One part of the Seattle Police Department’s 20/20 Plan, a response by the city to the recent US Department of Justice investigation, is a community outreach program called Safe Communities. The city has held meetings at every precinct in the city, wrapping up their tour with the Central District and Capitol Hill’s East Precinct Thursday.
The meeting is 7-9 p.m. at Miller Community Center.
The big precinct-wide meetings are the first phase of the program, which aims to hone community ideas into changes within the police department. From the Safe Communities promotional document (see full version below):
Our Mission is to ensure the city is meeting our goal of reducing crime and creating the safest possible neighborhoods by deeply engaging with the community.
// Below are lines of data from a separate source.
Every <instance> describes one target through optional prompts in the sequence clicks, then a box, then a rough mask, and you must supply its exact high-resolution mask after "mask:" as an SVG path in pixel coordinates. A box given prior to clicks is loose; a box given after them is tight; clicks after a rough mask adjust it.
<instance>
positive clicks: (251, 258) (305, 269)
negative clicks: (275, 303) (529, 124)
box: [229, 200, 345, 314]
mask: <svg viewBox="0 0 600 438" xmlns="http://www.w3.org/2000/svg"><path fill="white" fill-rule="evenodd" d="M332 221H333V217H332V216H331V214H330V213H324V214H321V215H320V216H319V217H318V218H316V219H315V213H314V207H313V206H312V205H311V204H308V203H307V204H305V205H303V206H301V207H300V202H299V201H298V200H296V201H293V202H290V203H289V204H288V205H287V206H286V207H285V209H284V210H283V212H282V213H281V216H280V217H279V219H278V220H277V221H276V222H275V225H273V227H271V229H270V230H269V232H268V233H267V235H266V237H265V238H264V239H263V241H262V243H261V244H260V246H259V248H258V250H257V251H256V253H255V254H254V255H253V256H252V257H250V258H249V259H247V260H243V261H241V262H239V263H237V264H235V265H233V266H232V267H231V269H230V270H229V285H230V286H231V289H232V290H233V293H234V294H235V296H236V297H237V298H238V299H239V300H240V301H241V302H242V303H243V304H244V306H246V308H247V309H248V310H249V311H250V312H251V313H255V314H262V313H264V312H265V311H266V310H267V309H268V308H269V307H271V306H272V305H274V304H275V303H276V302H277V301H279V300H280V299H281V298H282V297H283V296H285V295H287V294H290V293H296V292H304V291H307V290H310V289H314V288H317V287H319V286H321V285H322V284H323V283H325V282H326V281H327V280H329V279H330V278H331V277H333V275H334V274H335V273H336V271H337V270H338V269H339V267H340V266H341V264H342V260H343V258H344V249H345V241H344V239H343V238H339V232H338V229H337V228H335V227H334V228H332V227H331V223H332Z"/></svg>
This goal can only be accomplished with the support and partnership of the City, a broad base of residents and our police officers. This initiative, therefore, is being launched in partnership with the Police Department and builds upon their already existing Community Outreach Initiative (#19 of the 20/20 Plan). This outreach mission is designed to increase and bolster SPD’s goal of providing a sustainable system of outreach to the community—reaching beyond individuals that traditionally engage with the police department—that will also promote equity and strengthen accountability and responsibility. This will be an opportunity for neighborhood residents to meet with each other and members of their precinct police department and other City Departments to focus together on concerns in their neighborhoods.
After Thursday’s meeting, the second phase will start. 5-15 small group meetings will be held within each precinct. The groups will analyze data and review policy issues brought up in the large meetings. Then people from those groups and the city will come back to another round of precinct-wide summits, which should happen in March 2013, followed by a “report back” meeting in May to discuss actions taken and next steps.